Alison had a strong urge to close the book and put it away, but she hesitated. Her unwillingness to face things head-on was, it seemed, part of the problem.
Leaning against the wall, Alison turned to chapter 1 and started reading.
The opening of the freezer door. Clink of heavy glass. Ice in a silver shaker. When Emma heard those sounds she pricked up her ears like a cat hearing the grind of a can opener. She wandered downstairs to find her mother pouring blue liquid into two martini glasses, setting the shaker on the Formica countertop and licking her fingers, wiping her hands on a linen towel. Twisting a strip of lemon peel into each glass. Handing one to Emma and raising her own.
Cheers.
Sometimes—Emma could tell by the violent smear of lipstick already present on the rim—her mother would be starting on her second when she invited Emma to join her.
Reading and skimming for the next two hours, Alison entered a world both familiar and foreign, a fun house version of reality. She’d been prepared to dislike the book, but she found herself drawn in, seduced by descriptions of places she recognized and sketches of people she knew.

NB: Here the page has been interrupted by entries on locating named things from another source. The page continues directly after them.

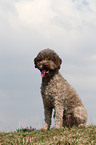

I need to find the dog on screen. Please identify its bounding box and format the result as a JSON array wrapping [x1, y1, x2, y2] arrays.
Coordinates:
[[34, 48, 87, 130]]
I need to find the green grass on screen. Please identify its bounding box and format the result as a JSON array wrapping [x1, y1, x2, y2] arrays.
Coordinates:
[[0, 125, 96, 145]]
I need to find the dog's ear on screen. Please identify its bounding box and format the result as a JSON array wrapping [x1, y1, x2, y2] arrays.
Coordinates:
[[53, 55, 62, 69], [34, 57, 38, 68]]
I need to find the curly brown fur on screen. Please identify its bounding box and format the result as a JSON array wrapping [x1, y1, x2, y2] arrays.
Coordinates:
[[34, 49, 87, 130]]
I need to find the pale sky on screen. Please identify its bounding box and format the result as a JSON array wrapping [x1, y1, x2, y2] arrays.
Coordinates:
[[0, 0, 96, 131]]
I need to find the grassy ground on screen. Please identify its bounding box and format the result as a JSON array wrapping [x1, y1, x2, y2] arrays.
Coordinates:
[[0, 126, 96, 145]]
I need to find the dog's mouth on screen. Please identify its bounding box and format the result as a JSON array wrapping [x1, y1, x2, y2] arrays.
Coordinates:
[[41, 69, 49, 78]]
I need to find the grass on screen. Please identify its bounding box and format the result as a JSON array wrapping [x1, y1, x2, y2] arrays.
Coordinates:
[[0, 125, 96, 145]]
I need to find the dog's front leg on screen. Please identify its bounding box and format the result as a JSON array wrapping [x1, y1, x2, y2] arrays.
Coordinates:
[[55, 104, 64, 128], [43, 105, 52, 130]]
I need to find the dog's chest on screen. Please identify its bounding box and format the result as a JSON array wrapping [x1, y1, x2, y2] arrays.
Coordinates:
[[41, 79, 57, 107]]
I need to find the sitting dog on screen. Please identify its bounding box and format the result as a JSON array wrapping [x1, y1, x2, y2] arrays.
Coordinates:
[[34, 48, 87, 130]]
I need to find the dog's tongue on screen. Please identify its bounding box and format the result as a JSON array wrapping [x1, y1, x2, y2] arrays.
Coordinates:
[[41, 70, 46, 78], [41, 70, 49, 78]]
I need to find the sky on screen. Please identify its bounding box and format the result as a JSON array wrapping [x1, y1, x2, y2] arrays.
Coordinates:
[[0, 0, 96, 131]]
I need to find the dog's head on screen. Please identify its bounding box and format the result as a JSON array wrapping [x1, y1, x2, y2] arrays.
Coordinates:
[[34, 48, 62, 77]]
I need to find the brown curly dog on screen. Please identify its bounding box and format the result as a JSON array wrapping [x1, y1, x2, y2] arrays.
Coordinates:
[[34, 48, 87, 130]]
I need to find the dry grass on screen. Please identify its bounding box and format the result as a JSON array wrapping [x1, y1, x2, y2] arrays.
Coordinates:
[[0, 126, 96, 145]]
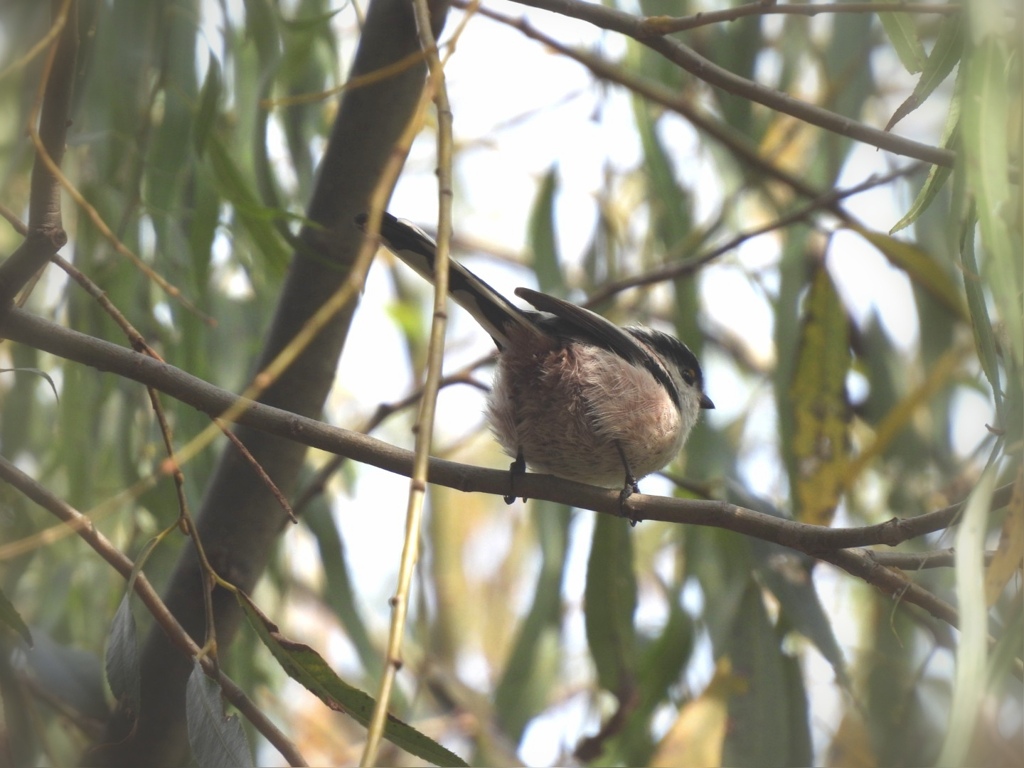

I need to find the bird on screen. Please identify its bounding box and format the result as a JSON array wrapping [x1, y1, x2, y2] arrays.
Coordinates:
[[355, 212, 715, 508]]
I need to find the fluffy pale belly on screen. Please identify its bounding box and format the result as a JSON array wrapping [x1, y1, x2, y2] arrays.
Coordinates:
[[487, 347, 689, 487]]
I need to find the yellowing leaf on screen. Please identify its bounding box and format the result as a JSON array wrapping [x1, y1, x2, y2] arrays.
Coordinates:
[[650, 658, 745, 768], [791, 265, 850, 525]]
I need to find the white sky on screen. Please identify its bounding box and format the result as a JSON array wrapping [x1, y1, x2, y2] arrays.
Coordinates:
[[195, 0, 992, 765]]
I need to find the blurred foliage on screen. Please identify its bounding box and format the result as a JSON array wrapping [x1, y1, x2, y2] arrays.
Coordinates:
[[0, 0, 1024, 766]]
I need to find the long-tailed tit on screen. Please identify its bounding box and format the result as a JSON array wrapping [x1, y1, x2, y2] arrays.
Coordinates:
[[356, 213, 715, 503]]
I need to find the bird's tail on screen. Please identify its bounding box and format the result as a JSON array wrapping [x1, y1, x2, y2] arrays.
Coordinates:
[[355, 212, 541, 349]]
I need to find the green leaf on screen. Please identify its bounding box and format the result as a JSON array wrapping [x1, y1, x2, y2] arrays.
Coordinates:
[[889, 63, 964, 234], [850, 226, 968, 321], [494, 501, 570, 742], [961, 214, 1002, 413], [236, 590, 466, 766], [0, 590, 32, 648], [882, 13, 964, 131], [528, 165, 565, 294], [879, 0, 925, 75], [963, 39, 1024, 365], [584, 515, 637, 694], [193, 52, 223, 157], [104, 525, 164, 717], [726, 482, 849, 685], [791, 264, 851, 525], [106, 592, 139, 719], [938, 467, 996, 766], [185, 659, 254, 768], [722, 581, 808, 765]]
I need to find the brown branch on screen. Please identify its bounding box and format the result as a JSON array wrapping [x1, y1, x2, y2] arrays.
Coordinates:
[[0, 456, 308, 765], [0, 0, 78, 314], [643, 3, 962, 35], [507, 0, 955, 167], [586, 165, 922, 306], [0, 309, 1012, 634]]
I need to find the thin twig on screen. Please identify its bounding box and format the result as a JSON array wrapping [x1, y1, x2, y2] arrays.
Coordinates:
[[0, 456, 308, 765], [6, 309, 1012, 638], [587, 164, 923, 306], [360, 0, 453, 766], [507, 0, 955, 167]]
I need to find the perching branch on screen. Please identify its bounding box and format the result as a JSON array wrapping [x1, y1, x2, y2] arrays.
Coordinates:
[[0, 310, 1012, 634]]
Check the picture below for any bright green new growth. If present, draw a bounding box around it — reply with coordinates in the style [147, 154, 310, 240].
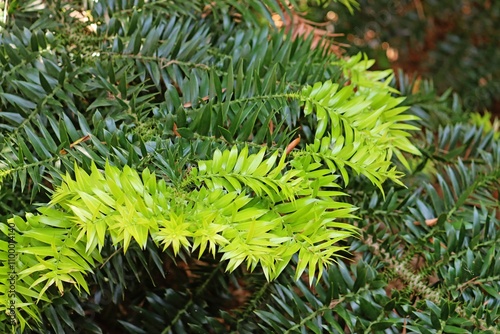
[1, 47, 419, 325]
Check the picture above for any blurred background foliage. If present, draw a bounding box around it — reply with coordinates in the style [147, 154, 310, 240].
[301, 0, 500, 117]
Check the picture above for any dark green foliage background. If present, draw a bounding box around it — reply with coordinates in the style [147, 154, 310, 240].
[307, 0, 500, 115]
[0, 0, 500, 333]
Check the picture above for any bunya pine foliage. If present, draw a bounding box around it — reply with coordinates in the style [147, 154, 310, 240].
[0, 0, 500, 333]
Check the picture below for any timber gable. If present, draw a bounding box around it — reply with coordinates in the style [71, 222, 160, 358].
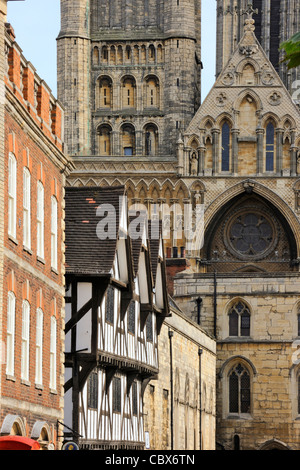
[65, 187, 169, 449]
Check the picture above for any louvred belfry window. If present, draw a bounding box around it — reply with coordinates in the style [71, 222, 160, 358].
[266, 122, 275, 171]
[229, 364, 251, 414]
[221, 122, 230, 171]
[229, 301, 250, 336]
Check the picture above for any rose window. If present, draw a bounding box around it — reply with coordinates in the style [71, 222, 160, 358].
[226, 211, 276, 259]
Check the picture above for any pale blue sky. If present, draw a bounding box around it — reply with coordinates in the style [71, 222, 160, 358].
[7, 0, 216, 100]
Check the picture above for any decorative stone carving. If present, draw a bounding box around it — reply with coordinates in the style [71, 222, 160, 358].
[268, 91, 281, 106]
[222, 72, 234, 86]
[261, 72, 275, 85]
[216, 91, 227, 106]
[240, 44, 258, 57]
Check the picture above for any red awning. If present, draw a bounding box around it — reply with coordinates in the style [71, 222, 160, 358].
[0, 436, 41, 450]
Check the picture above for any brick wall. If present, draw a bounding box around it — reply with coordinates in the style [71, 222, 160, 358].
[0, 25, 72, 448]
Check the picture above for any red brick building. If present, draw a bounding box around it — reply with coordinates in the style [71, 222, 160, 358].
[0, 0, 72, 449]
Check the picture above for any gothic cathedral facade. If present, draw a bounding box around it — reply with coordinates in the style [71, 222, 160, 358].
[57, 0, 300, 449]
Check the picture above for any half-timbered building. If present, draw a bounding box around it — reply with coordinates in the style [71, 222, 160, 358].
[65, 187, 169, 450]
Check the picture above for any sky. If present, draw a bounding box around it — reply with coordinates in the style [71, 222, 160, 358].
[7, 0, 216, 101]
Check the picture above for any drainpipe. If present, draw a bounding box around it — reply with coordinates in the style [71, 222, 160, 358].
[196, 297, 202, 325]
[198, 348, 203, 450]
[214, 271, 217, 338]
[169, 329, 174, 450]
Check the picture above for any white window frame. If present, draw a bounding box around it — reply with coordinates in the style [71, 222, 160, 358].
[36, 181, 45, 259]
[23, 167, 31, 250]
[50, 316, 57, 390]
[35, 307, 44, 385]
[6, 291, 16, 376]
[21, 300, 30, 381]
[51, 196, 58, 269]
[8, 153, 17, 239]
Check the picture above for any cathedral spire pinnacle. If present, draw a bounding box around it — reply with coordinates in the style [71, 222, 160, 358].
[241, 2, 258, 21]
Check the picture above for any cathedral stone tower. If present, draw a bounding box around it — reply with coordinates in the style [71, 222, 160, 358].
[57, 0, 91, 154]
[216, 0, 300, 94]
[58, 0, 201, 156]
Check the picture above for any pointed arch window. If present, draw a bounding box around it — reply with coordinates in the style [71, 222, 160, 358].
[221, 121, 230, 171]
[229, 301, 250, 337]
[121, 124, 135, 156]
[97, 77, 112, 108]
[97, 124, 112, 155]
[145, 124, 158, 155]
[122, 76, 136, 108]
[229, 363, 251, 414]
[266, 121, 275, 171]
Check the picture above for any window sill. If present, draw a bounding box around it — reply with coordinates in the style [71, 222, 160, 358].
[23, 245, 32, 255]
[226, 413, 253, 420]
[218, 336, 253, 343]
[8, 235, 19, 245]
[21, 379, 31, 387]
[6, 374, 16, 382]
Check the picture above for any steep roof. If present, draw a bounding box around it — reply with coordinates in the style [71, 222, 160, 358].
[184, 18, 300, 138]
[65, 186, 125, 275]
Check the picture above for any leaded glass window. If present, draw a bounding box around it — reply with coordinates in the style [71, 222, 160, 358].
[88, 372, 98, 410]
[127, 300, 135, 334]
[132, 382, 138, 416]
[229, 301, 250, 336]
[105, 286, 115, 323]
[146, 313, 153, 341]
[113, 377, 121, 413]
[229, 363, 251, 413]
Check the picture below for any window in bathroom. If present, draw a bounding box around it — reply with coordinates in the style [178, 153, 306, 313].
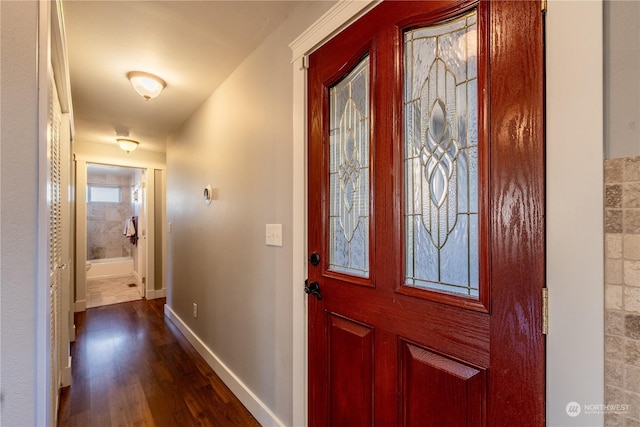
[87, 185, 122, 203]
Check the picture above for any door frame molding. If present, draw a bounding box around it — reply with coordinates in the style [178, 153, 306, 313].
[289, 0, 380, 426]
[289, 0, 604, 426]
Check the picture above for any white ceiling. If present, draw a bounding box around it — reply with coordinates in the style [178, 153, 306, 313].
[63, 0, 298, 152]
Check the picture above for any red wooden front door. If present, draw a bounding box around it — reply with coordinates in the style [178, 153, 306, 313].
[306, 1, 545, 427]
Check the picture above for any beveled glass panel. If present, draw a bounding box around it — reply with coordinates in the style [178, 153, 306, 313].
[329, 55, 370, 277]
[404, 11, 479, 298]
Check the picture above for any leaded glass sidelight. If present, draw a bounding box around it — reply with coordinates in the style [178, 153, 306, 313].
[329, 56, 369, 277]
[404, 12, 479, 298]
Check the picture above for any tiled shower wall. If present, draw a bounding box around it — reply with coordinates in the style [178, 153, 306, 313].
[604, 157, 640, 426]
[87, 173, 132, 260]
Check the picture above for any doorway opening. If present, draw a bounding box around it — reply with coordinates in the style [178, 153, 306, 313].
[85, 163, 146, 308]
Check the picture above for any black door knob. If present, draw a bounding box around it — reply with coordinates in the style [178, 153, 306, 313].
[309, 252, 320, 267]
[304, 280, 322, 301]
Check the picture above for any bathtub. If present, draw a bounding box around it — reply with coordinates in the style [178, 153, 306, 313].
[87, 257, 133, 279]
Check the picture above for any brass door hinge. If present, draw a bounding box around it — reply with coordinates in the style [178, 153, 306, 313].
[542, 288, 549, 335]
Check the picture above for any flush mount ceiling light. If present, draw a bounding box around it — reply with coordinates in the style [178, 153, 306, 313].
[127, 71, 167, 101]
[116, 138, 138, 154]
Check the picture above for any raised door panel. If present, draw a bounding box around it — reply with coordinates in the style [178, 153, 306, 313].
[399, 341, 486, 427]
[327, 314, 374, 427]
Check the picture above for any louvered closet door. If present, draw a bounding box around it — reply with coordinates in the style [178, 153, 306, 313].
[47, 73, 66, 426]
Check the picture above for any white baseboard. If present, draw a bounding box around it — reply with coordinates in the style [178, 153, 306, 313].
[146, 289, 167, 299]
[164, 304, 284, 426]
[60, 356, 71, 387]
[74, 299, 87, 313]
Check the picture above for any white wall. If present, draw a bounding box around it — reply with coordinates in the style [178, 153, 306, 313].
[167, 2, 332, 425]
[604, 0, 640, 159]
[546, 0, 604, 427]
[0, 1, 39, 426]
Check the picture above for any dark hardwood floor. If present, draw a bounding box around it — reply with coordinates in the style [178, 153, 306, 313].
[58, 298, 259, 427]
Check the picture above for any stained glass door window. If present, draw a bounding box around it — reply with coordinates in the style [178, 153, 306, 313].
[404, 11, 479, 298]
[329, 56, 370, 277]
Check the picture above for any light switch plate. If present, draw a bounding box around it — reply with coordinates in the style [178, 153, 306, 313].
[266, 224, 282, 246]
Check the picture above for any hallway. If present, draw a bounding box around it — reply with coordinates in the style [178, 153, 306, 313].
[59, 298, 259, 426]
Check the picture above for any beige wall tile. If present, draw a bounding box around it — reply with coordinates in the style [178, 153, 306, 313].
[604, 184, 624, 208]
[604, 335, 633, 361]
[622, 157, 640, 182]
[628, 313, 640, 340]
[604, 159, 624, 183]
[604, 310, 625, 335]
[623, 391, 640, 419]
[604, 209, 622, 233]
[604, 361, 624, 388]
[604, 258, 624, 285]
[624, 287, 640, 313]
[622, 209, 640, 234]
[604, 285, 622, 310]
[622, 234, 640, 260]
[624, 260, 640, 286]
[624, 182, 640, 208]
[624, 336, 640, 366]
[604, 233, 624, 259]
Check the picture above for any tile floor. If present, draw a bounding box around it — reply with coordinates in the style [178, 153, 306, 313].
[87, 274, 142, 308]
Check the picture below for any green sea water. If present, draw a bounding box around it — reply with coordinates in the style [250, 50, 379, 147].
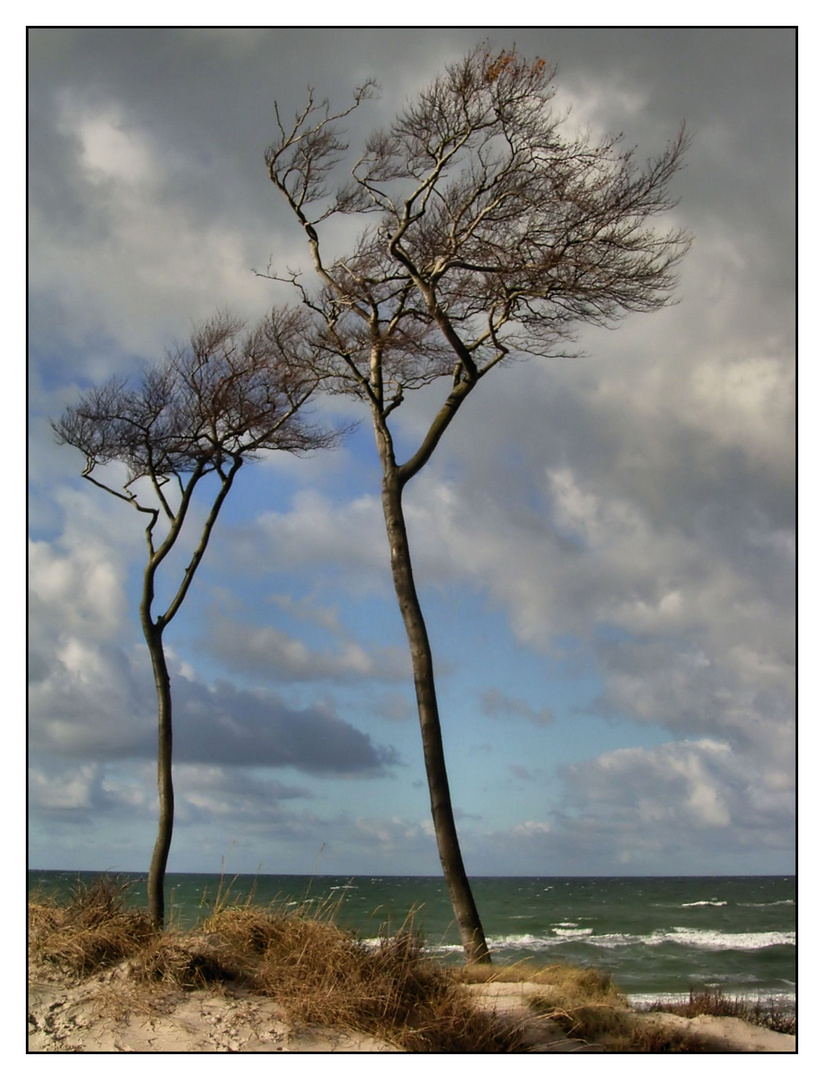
[29, 870, 796, 1008]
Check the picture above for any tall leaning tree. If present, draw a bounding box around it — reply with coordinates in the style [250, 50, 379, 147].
[266, 45, 688, 962]
[52, 309, 336, 927]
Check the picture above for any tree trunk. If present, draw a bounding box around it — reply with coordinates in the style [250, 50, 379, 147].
[382, 464, 491, 963]
[144, 625, 175, 929]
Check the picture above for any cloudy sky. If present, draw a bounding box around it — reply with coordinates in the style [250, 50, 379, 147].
[28, 29, 796, 875]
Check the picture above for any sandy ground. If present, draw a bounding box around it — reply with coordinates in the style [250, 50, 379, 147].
[28, 972, 796, 1053]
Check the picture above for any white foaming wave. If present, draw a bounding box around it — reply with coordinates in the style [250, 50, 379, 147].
[489, 927, 796, 953]
[626, 987, 796, 1013]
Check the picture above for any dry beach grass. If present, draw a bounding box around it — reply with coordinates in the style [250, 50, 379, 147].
[29, 878, 795, 1053]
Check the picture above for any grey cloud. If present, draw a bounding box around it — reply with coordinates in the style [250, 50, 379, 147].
[201, 611, 409, 683]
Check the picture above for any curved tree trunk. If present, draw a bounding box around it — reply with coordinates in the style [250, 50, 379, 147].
[144, 625, 175, 929]
[382, 468, 491, 963]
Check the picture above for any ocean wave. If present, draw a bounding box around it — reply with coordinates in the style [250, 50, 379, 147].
[678, 900, 727, 907]
[489, 927, 796, 953]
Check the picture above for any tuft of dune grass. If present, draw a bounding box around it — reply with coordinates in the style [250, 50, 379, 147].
[28, 876, 154, 975]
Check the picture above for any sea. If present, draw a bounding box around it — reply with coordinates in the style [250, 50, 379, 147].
[28, 870, 797, 1011]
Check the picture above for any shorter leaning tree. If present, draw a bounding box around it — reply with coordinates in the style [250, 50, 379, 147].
[52, 309, 339, 927]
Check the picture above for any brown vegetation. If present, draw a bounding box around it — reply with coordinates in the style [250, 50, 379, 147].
[29, 877, 795, 1053]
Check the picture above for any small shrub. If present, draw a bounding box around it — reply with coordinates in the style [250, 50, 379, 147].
[646, 987, 796, 1035]
[29, 877, 154, 975]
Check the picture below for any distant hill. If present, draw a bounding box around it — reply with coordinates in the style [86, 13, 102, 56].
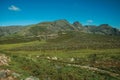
[0, 19, 120, 36]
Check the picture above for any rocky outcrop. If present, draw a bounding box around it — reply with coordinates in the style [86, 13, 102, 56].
[0, 54, 10, 66]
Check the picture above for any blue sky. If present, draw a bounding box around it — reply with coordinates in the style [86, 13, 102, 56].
[0, 0, 120, 28]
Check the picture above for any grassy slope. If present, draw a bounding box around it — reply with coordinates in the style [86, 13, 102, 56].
[0, 31, 120, 80]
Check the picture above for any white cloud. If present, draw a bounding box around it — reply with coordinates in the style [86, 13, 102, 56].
[8, 5, 20, 11]
[87, 20, 93, 24]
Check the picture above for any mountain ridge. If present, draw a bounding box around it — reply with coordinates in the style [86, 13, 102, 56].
[0, 19, 120, 37]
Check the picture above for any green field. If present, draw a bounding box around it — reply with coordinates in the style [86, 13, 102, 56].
[0, 34, 120, 80]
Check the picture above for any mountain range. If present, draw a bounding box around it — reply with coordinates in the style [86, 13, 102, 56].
[0, 19, 120, 37]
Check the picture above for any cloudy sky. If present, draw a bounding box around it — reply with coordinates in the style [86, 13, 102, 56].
[0, 0, 120, 28]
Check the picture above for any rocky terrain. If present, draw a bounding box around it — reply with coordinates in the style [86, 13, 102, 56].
[0, 19, 120, 37]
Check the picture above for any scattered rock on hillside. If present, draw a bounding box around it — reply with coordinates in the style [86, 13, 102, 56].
[0, 54, 10, 66]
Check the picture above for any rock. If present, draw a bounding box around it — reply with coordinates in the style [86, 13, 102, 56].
[0, 54, 10, 66]
[52, 57, 58, 60]
[70, 58, 75, 62]
[0, 70, 7, 79]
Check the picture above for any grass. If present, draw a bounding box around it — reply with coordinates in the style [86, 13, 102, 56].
[0, 33, 120, 80]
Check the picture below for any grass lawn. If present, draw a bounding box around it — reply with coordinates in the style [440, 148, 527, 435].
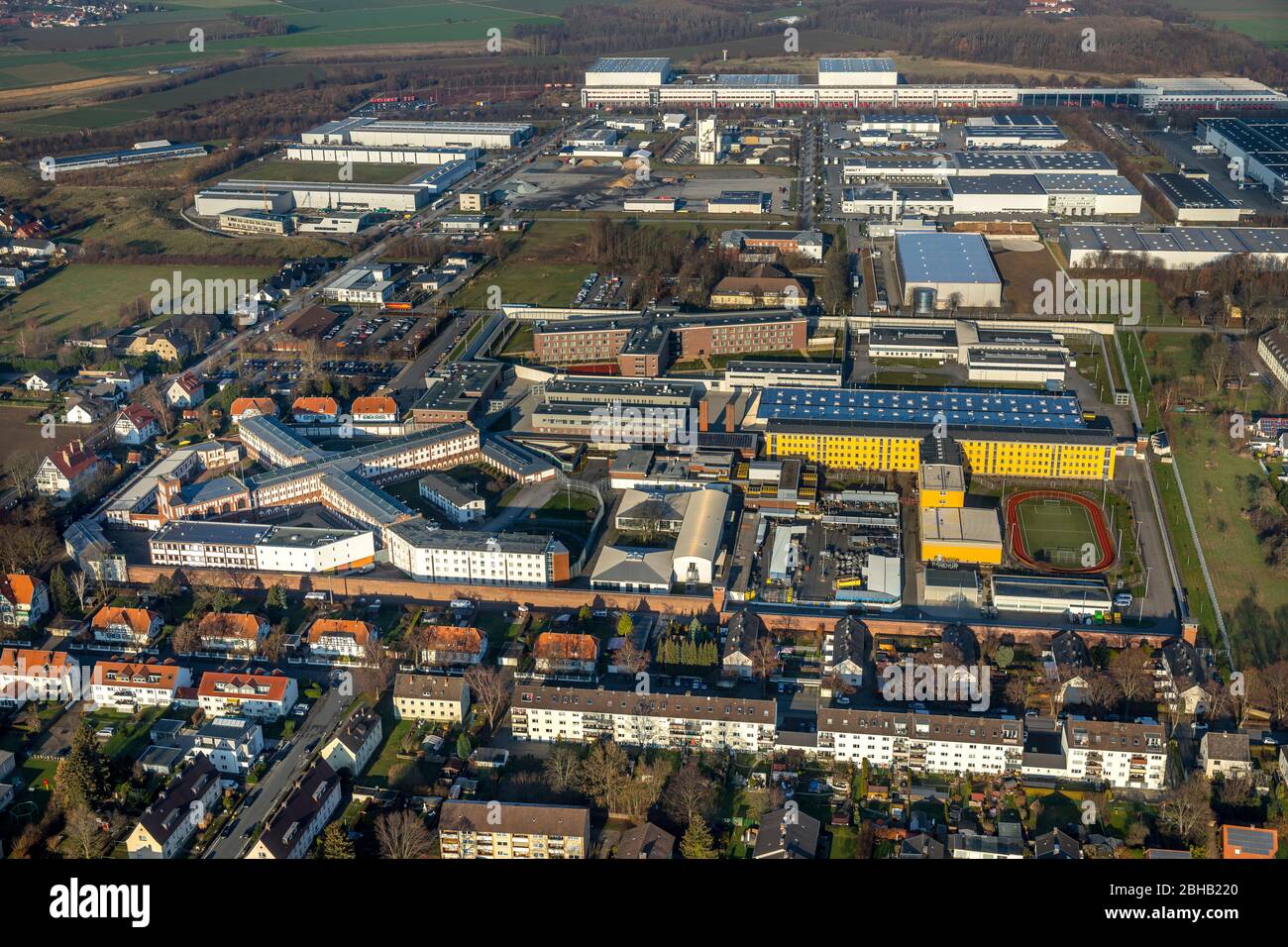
[0, 263, 275, 351]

In a small town there are too many people watching and judging, too many ways to be recognized. Not enough allowances. There is no escape; you are defined and labeled before you’re even aware of yourself as a “self”—before you have anything, consciously, to do with it. You make one mistake or two, say one thing to one person, and everybody knows it. Everybody thinks they know who you are, even if you’re not sure, yourself.
Emma’s home was a desolate and lonely place. Cool darkness: heavy drapes pulled shut across sliding-glass doors. Her father was a looming presence, using up all the oxygen, making the air in the house thin and difficult to breathe. Her mother’s unhappiness—creeping, etheric—poisoned what air was left. When Emma walked in the front door her father would give her a blank look, her mother peered through the scrim of her five o’clock cocktails, and Emma would become as indistinct to herself as she was to them.
It wasn’t a novel in the way Claire insisted it was; the details of their real life were accurate, down to the crumbling stone patio behind Alison’s house and the cocktail dress Claire wore to school when she was thirteen to exasperate her mother. The story wasn’t so much fictional as it was partial—a piece of their lives, a fragment of the tale.
Emma didn’t remember much about life before Jill, and she didn’t remember meeting her. All she knew was that when Jill arrived in her life, sometime in the first grade, it was as if she had been there all along.
It was in Jill’s attic room, with its twin beds, that their friendship was forged. With the lights out, each girl was in her own narrow confessional; the darkness yielded secrets that daylight hid. On summer nights, under cool sheets, they teased apart jealousies and grudges, analyzed the flirting techniques of boys at school, critiqued other girls’ boyfriends. Emma would fall asleep listening to Jill’s shallow breathing in the bed beside her, Jill’s leg flung over the side like a Raggedy Ann, cherry stains around her mouth.
The next morning, the two of them would stand side by side in front of the oval vanity mirror, so close that their shoulders pressed together, squeezing into the frame.
“You’re lucky your hair is straight,” Emma would say.
“It’s horrible. Dirt brown.”
“At least it’s not curly. Boiing!” Emma would demonstrate, pulling on a strand and letting it spring back.
“Just be glad you don’t have this nose.”
“Yeah, thank you Lord for giving me freckles instead.”